Building desktop applications with web technologies is more practical today than ever before, especially when computationally intensive work is properly isolated from the UI thread.

If you're interested in exploring a local-first approach to media processing, you can try Formatif for free at formatif.net — no registration or credit card required.

What are your thoughts on the local-first movement?

Have you experimented with ONNX Runtime, Electron, or local AI models in desktop applications? I'd love to hear about your experiences and discuss them in the comments.

Top comments (2)

Echo • Jun 2

Useful framing on the "everything-is-a-SaaS" problem. Three things I'd add from running a similar split (Tauri/Rust + TypeScript) in production:

1) The "Electron main process as offline job broker" pattern is right, but the trap is the IPC contract. The moment you let React send "do X with these options" free-form, the native binary side becomes a string-parser forever. Worth pinning the IPC contract to a typed schema (zod / protobuf / a single typed DTO) before the second feature ships. The Formatif article shows the cleanest version of this — pre-load bridge plus typed queues.

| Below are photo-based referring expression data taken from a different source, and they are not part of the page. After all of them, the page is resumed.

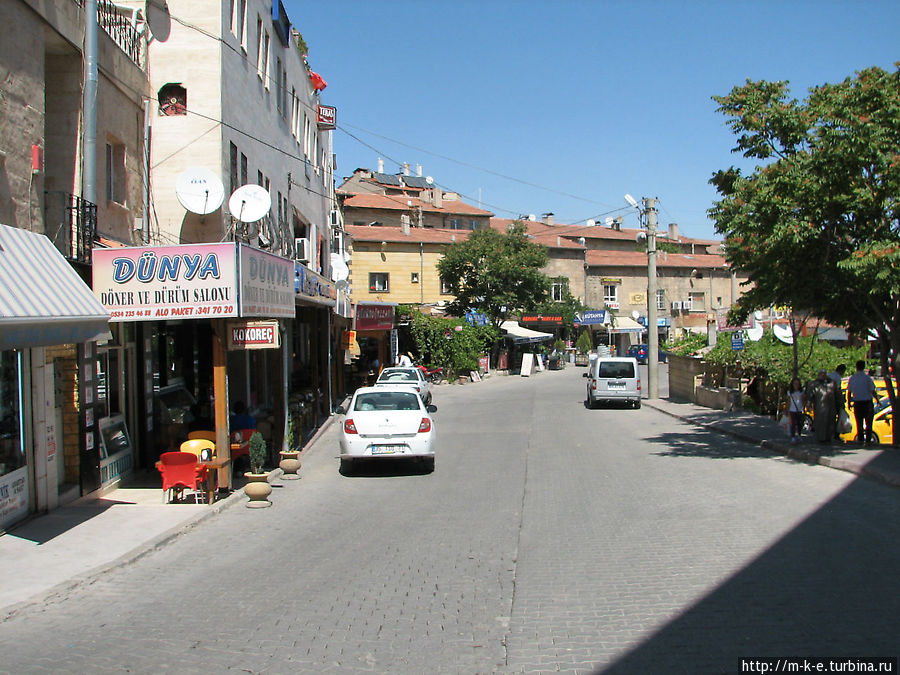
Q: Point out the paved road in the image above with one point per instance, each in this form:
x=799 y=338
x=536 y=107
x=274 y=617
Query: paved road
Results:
x=550 y=538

2) Local-first ML with ONNX is a real win for privacy, but the cold-start cost is the silent killer. First run after install can take 30+ seconds. The mitigation isn't a "loading spinner" — it's a one-time model fetch on first launch with a clear "this happens once" UI, plus a warm path on subsequent runs (keep the process alive or warm-up on idle). The article's "without blocking the UI" framing is the right priority; the cost is still real, just deferred.

3) The "no account, no upload" promise is the actual product. Worth surfacing in the README first, not at the bottom. The dev audience that finds this is allergic to "we'll keep your data private" claims that hide the upload step on page 2.

Curious how Formatif handles the cross-device sync problem — once you go local-first, the next user question is "how do I get my presets onto the new laptop".

Hadi Karaki • Jun 2

Thanks for the thoughtful insights! It's awesome to connect with someone who has run a similar native split in production.

To answer your points and your question:

Spot on about the IPC contract trap. Formatif enforces strict type-safety across the bridge precisely to prevent it from devolving into a string-parsing mess.
Totally agree on cold-starts. I handle this by keeping the engine process entirely persistent and warm rather than spinning it up per task. The model lifecycle control is definitely a delicate balance.
Great advice on moving the privacy promise to the absolute top of the README.

As for cross-device sync: Both apps are intentionally designed to be completely lightweight and stateless. Users just drop their media in, adjust their configuration on the fly, and process. Because we don't save states or profiles locally, there's actually nothing to sync or lose when you move to a new laptop, it's just ready to work out of the box anywhere.

Appreciate the feedback!